Perhaps my current location and temporality leave a trace in my academic writing, even if I haven’t thought this through. Irigaray is interested in what is unthought and untheorised in philosophy—in particular, the feminine—but which leaves a trace. Mucus offers a metaphor for this. In her writing on visceral philosophy, Tamsin Lorraine writes that mucus is “Irigaray’s term for the unthought moving toward representation—those strangely uncanny aspects of experience that defy already established self/other and body/mind divisions” (1999, p 37). Exploring the qualities of mucus, Lorraine writes: “The body is inert without its relation to mucus. Mucus … presents a living material that brings one closer to the infinite beyond which exceeds all boundaries” (1999, p 40). It may be a stretch: mucus as the trace of the divine, the soul. A slippery idea.
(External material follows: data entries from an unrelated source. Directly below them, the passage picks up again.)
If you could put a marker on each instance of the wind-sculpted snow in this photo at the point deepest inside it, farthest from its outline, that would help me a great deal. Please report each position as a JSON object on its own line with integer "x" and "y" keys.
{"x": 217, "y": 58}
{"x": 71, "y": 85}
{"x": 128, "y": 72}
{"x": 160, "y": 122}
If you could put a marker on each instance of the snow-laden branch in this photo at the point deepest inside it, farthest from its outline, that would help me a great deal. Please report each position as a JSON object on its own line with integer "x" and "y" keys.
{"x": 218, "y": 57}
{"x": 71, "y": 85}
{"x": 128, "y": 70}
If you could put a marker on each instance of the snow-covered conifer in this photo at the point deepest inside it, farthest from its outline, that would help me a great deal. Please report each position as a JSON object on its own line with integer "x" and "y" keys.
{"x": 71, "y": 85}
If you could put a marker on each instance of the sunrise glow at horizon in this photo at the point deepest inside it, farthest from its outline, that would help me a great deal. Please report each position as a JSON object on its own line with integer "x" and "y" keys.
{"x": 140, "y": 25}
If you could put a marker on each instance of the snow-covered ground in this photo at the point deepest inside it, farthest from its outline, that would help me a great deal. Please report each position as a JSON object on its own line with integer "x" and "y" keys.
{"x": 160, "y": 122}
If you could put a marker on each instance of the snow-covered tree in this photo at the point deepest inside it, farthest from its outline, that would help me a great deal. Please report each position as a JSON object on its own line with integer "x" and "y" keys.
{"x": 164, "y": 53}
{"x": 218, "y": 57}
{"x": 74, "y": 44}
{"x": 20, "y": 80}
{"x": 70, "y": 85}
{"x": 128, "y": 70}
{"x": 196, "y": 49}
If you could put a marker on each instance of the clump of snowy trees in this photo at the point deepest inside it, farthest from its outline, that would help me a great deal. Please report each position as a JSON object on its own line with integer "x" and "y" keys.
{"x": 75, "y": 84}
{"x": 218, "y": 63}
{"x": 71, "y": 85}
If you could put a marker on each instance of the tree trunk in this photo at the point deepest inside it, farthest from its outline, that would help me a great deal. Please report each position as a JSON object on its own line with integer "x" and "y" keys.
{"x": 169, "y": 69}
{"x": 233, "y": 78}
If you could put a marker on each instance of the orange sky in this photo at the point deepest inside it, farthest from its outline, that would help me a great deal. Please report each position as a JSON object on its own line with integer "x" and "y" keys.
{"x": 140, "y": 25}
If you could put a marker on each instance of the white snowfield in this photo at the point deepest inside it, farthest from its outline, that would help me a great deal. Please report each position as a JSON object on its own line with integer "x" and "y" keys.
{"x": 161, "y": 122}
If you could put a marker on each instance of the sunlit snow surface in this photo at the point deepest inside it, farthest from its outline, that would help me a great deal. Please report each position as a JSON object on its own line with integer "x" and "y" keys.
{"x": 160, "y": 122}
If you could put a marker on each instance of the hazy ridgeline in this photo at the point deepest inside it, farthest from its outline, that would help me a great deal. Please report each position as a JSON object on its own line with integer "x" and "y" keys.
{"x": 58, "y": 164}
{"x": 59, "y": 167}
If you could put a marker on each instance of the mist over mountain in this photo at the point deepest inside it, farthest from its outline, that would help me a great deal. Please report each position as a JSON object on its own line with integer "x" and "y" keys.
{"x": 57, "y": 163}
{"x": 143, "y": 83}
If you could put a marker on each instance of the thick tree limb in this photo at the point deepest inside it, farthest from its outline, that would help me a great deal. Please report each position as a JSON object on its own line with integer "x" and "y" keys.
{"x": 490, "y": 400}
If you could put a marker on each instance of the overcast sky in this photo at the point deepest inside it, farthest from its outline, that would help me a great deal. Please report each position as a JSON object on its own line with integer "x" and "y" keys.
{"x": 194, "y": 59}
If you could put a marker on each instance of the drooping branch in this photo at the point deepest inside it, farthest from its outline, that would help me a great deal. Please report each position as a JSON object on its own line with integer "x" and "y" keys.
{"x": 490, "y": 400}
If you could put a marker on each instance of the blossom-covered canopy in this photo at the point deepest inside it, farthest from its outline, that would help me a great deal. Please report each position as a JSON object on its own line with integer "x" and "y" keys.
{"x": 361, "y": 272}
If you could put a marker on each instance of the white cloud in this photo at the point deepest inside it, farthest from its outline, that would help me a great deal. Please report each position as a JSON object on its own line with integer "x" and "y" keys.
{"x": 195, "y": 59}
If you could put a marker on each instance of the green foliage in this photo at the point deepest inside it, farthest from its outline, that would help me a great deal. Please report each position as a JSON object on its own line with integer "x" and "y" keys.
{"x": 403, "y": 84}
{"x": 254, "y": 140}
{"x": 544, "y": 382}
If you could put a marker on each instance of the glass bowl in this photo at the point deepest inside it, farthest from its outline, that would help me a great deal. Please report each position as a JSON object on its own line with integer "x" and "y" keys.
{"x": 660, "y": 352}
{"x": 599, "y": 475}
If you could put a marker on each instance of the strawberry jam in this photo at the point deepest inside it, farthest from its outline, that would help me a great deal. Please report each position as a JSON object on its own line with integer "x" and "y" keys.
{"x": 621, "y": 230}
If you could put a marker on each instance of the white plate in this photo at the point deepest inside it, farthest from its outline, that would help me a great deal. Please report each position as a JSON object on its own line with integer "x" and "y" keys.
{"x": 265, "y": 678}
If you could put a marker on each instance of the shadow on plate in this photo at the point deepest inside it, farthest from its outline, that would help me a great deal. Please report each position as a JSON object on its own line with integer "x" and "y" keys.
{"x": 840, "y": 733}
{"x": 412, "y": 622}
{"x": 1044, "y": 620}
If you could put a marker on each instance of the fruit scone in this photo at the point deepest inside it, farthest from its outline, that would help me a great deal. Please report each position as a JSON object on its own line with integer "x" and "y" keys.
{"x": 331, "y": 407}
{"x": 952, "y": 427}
I’ll tell you something else that is slippery: the flow of writing and trying to hold a line of argument when I am thinking about my daughter next to me, and how soon we need to pick up her brother. He vomited in the car this morning (I couldn’t make this up). He’s always had a weak stomach, prone to motion sickness, and is anxious about his sister’s unrelenting seizures. The car will stink after being in the sun all day …

… Nourished together, motherhood and academia open up different and creative ways of thinking about and being within the contemporary university. My line of argument is thus: Motherhood and academia leak into each other in messy ways. Separating and containing the subjectivities of academia and mother is impossible. Maintaining the competing priorities of plural subjectivities requires nourishment as women, mothers and academics. We speak and write of our experiences, share and create spaces and challenge the confines of our universities.

In my office, I am writing and mothering simultaneously. Outside the window, the sun is setting red and hazy from hazard reduction burns in the national park to the north. I rouse my daughter from a doze and set towards home. I don’t yet know it, but she is about to have a twelve minute seizure. And I will be thinking of angels, and trying to test the weight and meaning of feminist philosophy under harsh fluorescent hospital lights. I’d love to respond to the reviewer’s request to conclude with my key learnings from exploring the metaphor of mucus in academic motherhood, with what my sticky moments reveal about intersubjectivity and the soul, but I am found wanting. There are no neat endings here.